The death of Mithradates was looked on by the Romans as equivalent to a victory: the messengers who reported to the general the catastrophe appeared crowned with laurel, as if they had a victory to announce, in the Roman camp before Jericho. In him a great enemy was borne to the tomb, a greater than had ever yet withstood the Romans in the indolent east. Instinctively the multitude felt this: as formerly Scipio had triumphed even more over Hannibal than over Carthage, so the conquest of the numerous tribes of the east and of the great-king himself was almost forgotten in the death of Mithradates; and at the solemn entry of Pompeius nothing attracted more the eyes of the multitude than the pictures, in which they saw king Mithradates as a fugitive leading his horse by the rein and thereafter sinking down in death between the dead bodies of his daughters. Whatever judgment may be formed as to the idiosyncrasy of the king, he is a figure of great significance—in the full sense of the expression—for the history of the world. He was not a personage of genius, probably not even of rich endowments; but he possessed the very respectable gift of hating, and out of this hatred he sustained an unequal conflict against superior foes throughout half a century, without success doubtless, but with honour. He became still more significant through the position in which history had placed him thanthrough his individual character. As the forerunner of the national reaction of the Orientals against the Occidentals, he opened the new conflict of the east against the west; and the feeling remained with the vanquished as with the victors, that his death was not so much the end as the beginning.

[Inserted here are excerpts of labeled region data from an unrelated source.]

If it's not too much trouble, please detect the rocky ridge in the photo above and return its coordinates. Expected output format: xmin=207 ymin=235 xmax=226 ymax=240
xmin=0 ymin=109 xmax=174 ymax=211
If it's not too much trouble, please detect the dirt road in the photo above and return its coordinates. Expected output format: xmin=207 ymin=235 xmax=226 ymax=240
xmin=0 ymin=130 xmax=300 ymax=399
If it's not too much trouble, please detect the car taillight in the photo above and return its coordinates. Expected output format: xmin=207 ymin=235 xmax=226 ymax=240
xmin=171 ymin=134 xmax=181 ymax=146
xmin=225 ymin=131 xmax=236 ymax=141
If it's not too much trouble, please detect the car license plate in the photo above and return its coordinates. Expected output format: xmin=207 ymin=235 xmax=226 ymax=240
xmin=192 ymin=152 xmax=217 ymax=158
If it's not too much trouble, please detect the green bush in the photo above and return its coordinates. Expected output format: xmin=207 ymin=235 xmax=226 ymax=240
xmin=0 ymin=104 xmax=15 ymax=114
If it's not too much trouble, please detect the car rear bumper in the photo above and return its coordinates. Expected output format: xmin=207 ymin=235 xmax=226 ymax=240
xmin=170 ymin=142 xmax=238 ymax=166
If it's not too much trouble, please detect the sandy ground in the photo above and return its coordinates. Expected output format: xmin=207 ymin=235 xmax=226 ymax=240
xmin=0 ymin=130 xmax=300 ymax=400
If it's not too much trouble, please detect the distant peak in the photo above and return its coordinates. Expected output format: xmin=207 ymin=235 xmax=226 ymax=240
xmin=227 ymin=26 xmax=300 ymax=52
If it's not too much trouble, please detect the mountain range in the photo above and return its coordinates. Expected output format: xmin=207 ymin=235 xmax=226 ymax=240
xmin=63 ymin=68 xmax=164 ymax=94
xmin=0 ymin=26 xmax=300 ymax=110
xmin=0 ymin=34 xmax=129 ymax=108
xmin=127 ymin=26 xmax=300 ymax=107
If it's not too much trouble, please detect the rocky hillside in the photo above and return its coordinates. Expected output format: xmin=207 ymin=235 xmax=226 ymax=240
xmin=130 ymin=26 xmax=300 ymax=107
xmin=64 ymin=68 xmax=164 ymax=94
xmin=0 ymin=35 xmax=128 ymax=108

Pompeius Proceeds to Syria
Meanwhile Pompeius, after his warfare in 689 with the peoples of the Caucasus, had returned to the kingdom of Pontus, and there reduced the last castles still offering resistance; these were razed in order to check the evils of brigandage, and the castle wells were rendered unserviceable by rolling blocks of rock into them. Thence he set out in the summer of 690 for Syria, to regulate its affairs.
State of Syria
It is difficult to present a clear view of the state of disorganization which then prevailed in the Syrian provinces. It is true that in consequence of the attacks of Lucullus the Armenian governor Magadates had evacuated these provinces in 685,(7) and that the Ptolemies, gladly as they would have renewed the attempts of their predecessors to attach the Syrian coast to their kingdom, were yet afraid to provoke the Roman government by the occupation of Syria; the more so, as that government had not yet regulated their more than doubtful legal title even in the case of Egypt, and had been several times solicited by the Syrian princes to recognize them as the legitimate heirs of the extinct house of the Lagids. But, though the greater powers all at the moment refrained from interference in the affairs of Syria, the land suffered far more than it would have suffered amidst a great war, through the endless and aimless feuds of the princes, knights, and cities.